Poto : Oktovianus Mote, Wakil ULMWP, Hadir Di UNPFIL PBB
New York, Kabargunung.com — Oktovianus Mote kembali menunjukkan keberaniannya sebagai Wakil Presiden United Liberation Movement for West Papua (ULMWP) dengan menghadiri secara resmi United Nations Permanent Forum on Indigenous Issues (UNPFII) 2025 di Markas Besar Perserikatan Bangsa-Bangsa (PBB), New York. Pada 26 April 2025, Mote menyuarakan secara langsung penderitaan dan aspirasi rakyat Papua yang selama puluhan tahun hidup dalam penindasan di bawah kekuasaan kolonial Indonesia.

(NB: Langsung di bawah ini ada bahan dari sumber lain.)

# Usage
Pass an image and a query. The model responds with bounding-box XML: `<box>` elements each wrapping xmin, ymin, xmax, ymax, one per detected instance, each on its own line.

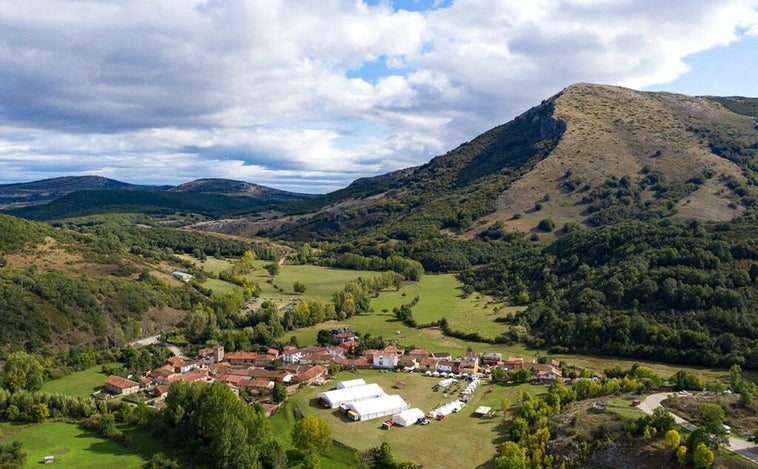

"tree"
<box><xmin>676</xmin><ymin>445</ymin><xmax>687</xmax><ymax>464</ymax></box>
<box><xmin>271</xmin><ymin>381</ymin><xmax>287</xmax><ymax>403</ymax></box>
<box><xmin>693</xmin><ymin>403</ymin><xmax>728</xmax><ymax>446</ymax></box>
<box><xmin>31</xmin><ymin>402</ymin><xmax>50</xmax><ymax>422</ymax></box>
<box><xmin>292</xmin><ymin>280</ymin><xmax>307</xmax><ymax>295</ymax></box>
<box><xmin>692</xmin><ymin>443</ymin><xmax>714</xmax><ymax>469</ymax></box>
<box><xmin>316</xmin><ymin>329</ymin><xmax>332</xmax><ymax>347</ymax></box>
<box><xmin>266</xmin><ymin>262</ymin><xmax>279</xmax><ymax>277</ymax></box>
<box><xmin>0</xmin><ymin>352</ymin><xmax>43</xmax><ymax>392</ymax></box>
<box><xmin>664</xmin><ymin>428</ymin><xmax>682</xmax><ymax>448</ymax></box>
<box><xmin>0</xmin><ymin>441</ymin><xmax>26</xmax><ymax>469</ymax></box>
<box><xmin>291</xmin><ymin>416</ymin><xmax>332</xmax><ymax>454</ymax></box>
<box><xmin>537</xmin><ymin>218</ymin><xmax>555</xmax><ymax>233</ymax></box>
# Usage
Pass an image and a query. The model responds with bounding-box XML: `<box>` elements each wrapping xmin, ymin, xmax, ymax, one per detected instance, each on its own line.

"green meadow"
<box><xmin>290</xmin><ymin>370</ymin><xmax>547</xmax><ymax>467</ymax></box>
<box><xmin>42</xmin><ymin>363</ymin><xmax>118</xmax><ymax>396</ymax></box>
<box><xmin>0</xmin><ymin>422</ymin><xmax>176</xmax><ymax>469</ymax></box>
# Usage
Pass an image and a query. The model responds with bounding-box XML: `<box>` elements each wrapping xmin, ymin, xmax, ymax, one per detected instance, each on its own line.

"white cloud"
<box><xmin>0</xmin><ymin>0</ymin><xmax>758</xmax><ymax>191</ymax></box>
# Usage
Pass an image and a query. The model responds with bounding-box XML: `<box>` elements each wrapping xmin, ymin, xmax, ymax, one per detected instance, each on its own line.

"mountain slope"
<box><xmin>0</xmin><ymin>177</ymin><xmax>312</xmax><ymax>220</ymax></box>
<box><xmin>198</xmin><ymin>83</ymin><xmax>758</xmax><ymax>240</ymax></box>
<box><xmin>0</xmin><ymin>176</ymin><xmax>170</xmax><ymax>209</ymax></box>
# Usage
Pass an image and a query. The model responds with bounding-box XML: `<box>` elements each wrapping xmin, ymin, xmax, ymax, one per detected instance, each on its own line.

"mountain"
<box><xmin>0</xmin><ymin>176</ymin><xmax>313</xmax><ymax>220</ymax></box>
<box><xmin>200</xmin><ymin>83</ymin><xmax>758</xmax><ymax>240</ymax></box>
<box><xmin>0</xmin><ymin>176</ymin><xmax>171</xmax><ymax>210</ymax></box>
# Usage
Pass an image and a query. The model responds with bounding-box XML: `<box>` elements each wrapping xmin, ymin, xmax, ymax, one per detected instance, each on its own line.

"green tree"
<box><xmin>265</xmin><ymin>262</ymin><xmax>279</xmax><ymax>277</ymax></box>
<box><xmin>676</xmin><ymin>445</ymin><xmax>687</xmax><ymax>464</ymax></box>
<box><xmin>495</xmin><ymin>441</ymin><xmax>529</xmax><ymax>469</ymax></box>
<box><xmin>31</xmin><ymin>402</ymin><xmax>50</xmax><ymax>422</ymax></box>
<box><xmin>693</xmin><ymin>402</ymin><xmax>728</xmax><ymax>446</ymax></box>
<box><xmin>316</xmin><ymin>329</ymin><xmax>332</xmax><ymax>347</ymax></box>
<box><xmin>292</xmin><ymin>280</ymin><xmax>307</xmax><ymax>295</ymax></box>
<box><xmin>0</xmin><ymin>441</ymin><xmax>26</xmax><ymax>469</ymax></box>
<box><xmin>271</xmin><ymin>381</ymin><xmax>287</xmax><ymax>403</ymax></box>
<box><xmin>692</xmin><ymin>443</ymin><xmax>714</xmax><ymax>469</ymax></box>
<box><xmin>291</xmin><ymin>416</ymin><xmax>332</xmax><ymax>454</ymax></box>
<box><xmin>0</xmin><ymin>352</ymin><xmax>43</xmax><ymax>392</ymax></box>
<box><xmin>663</xmin><ymin>428</ymin><xmax>682</xmax><ymax>448</ymax></box>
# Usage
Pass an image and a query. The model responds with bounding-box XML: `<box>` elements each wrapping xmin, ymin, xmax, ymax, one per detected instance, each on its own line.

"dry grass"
<box><xmin>475</xmin><ymin>84</ymin><xmax>749</xmax><ymax>236</ymax></box>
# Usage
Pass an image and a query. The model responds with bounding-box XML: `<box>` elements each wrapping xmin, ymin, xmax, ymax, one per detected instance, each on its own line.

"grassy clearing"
<box><xmin>270</xmin><ymin>402</ymin><xmax>358</xmax><ymax>469</ymax></box>
<box><xmin>0</xmin><ymin>422</ymin><xmax>175</xmax><ymax>469</ymax></box>
<box><xmin>406</xmin><ymin>274</ymin><xmax>523</xmax><ymax>339</ymax></box>
<box><xmin>293</xmin><ymin>370</ymin><xmax>546</xmax><ymax>467</ymax></box>
<box><xmin>42</xmin><ymin>363</ymin><xmax>118</xmax><ymax>397</ymax></box>
<box><xmin>247</xmin><ymin>261</ymin><xmax>381</xmax><ymax>302</ymax></box>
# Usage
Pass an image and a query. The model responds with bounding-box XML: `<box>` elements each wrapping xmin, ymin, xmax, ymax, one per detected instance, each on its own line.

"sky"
<box><xmin>0</xmin><ymin>0</ymin><xmax>758</xmax><ymax>193</ymax></box>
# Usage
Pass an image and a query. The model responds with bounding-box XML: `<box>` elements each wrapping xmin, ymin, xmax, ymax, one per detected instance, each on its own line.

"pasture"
<box><xmin>292</xmin><ymin>370</ymin><xmax>547</xmax><ymax>467</ymax></box>
<box><xmin>0</xmin><ymin>422</ymin><xmax>176</xmax><ymax>469</ymax></box>
<box><xmin>42</xmin><ymin>363</ymin><xmax>118</xmax><ymax>397</ymax></box>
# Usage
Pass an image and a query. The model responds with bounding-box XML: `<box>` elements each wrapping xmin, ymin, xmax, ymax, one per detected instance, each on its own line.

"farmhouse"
<box><xmin>318</xmin><ymin>383</ymin><xmax>384</xmax><ymax>409</ymax></box>
<box><xmin>105</xmin><ymin>375</ymin><xmax>139</xmax><ymax>395</ymax></box>
<box><xmin>171</xmin><ymin>270</ymin><xmax>192</xmax><ymax>282</ymax></box>
<box><xmin>225</xmin><ymin>352</ymin><xmax>258</xmax><ymax>366</ymax></box>
<box><xmin>340</xmin><ymin>394</ymin><xmax>410</xmax><ymax>421</ymax></box>
<box><xmin>392</xmin><ymin>407</ymin><xmax>424</xmax><ymax>427</ymax></box>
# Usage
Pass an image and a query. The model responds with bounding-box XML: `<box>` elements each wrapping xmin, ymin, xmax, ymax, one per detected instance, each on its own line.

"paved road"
<box><xmin>638</xmin><ymin>392</ymin><xmax>758</xmax><ymax>463</ymax></box>
<box><xmin>129</xmin><ymin>335</ymin><xmax>186</xmax><ymax>358</ymax></box>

Meski UNPFII bukan forum yang secara khusus membahas isu Papua, partisipasi Mote merupakan langkah simbolik yang strategis. Ia memanfaatkan ruang internasional untuk menyoroti pelanggaran hak asasi manusia, perampasan tanah adat, dan ketidakadilan struktural yang terus dialami masyarakat adat Papua. Langkah ini menegaskan bahwa perjuangan Papua tak dibatasi oleh batas geografis, dan terus berusaha merebut perhatian serta dukungan global.
Isu Papua sendiri merupakan persoalan kompleks yang mencakup dimensi sejarah, politik, sosial, ekonomi, dan ekologis. Sejak integrasi paksa Papua ke dalam Indonesia pada 1963, konflik bersenjata antara TNI-Polri dan Tentara Pembebasan Nasional Papua Barat (TPNPB-OPM)—kini juga dikenal sebagai West Papua Army—tidak pernah berhenti. Kekerasan, trauma, dan pengabaian menjadi bagian dari kehidupan sehari-hari masyarakat adat.
Di sisi lain, eksploitasi sumber daya alam Papua berlangsung secara brutal dan sistematis. Aktivitas pertambangan, pembukaan hutan, serta proyek infrastruktur skala besar telah merusak ekosistem yang selama ini dijaga oleh kearifan lokal. Wilayah seperti Degeuwo, Yahukimo, Intan Jaya, Kapiraya, hingga Kilo di Nabire menjadi titik-titik pertambangan ilegal yang merampas ruang hidup masyarakat adat dan menghancurkan keseimbangan ekologis Papua. Kebijakan pembangunan nasional yang tidak berpihak justru menyingkirkan budaya serta nilai-nilai adat yang selama ini menjadi penyangga harmoni.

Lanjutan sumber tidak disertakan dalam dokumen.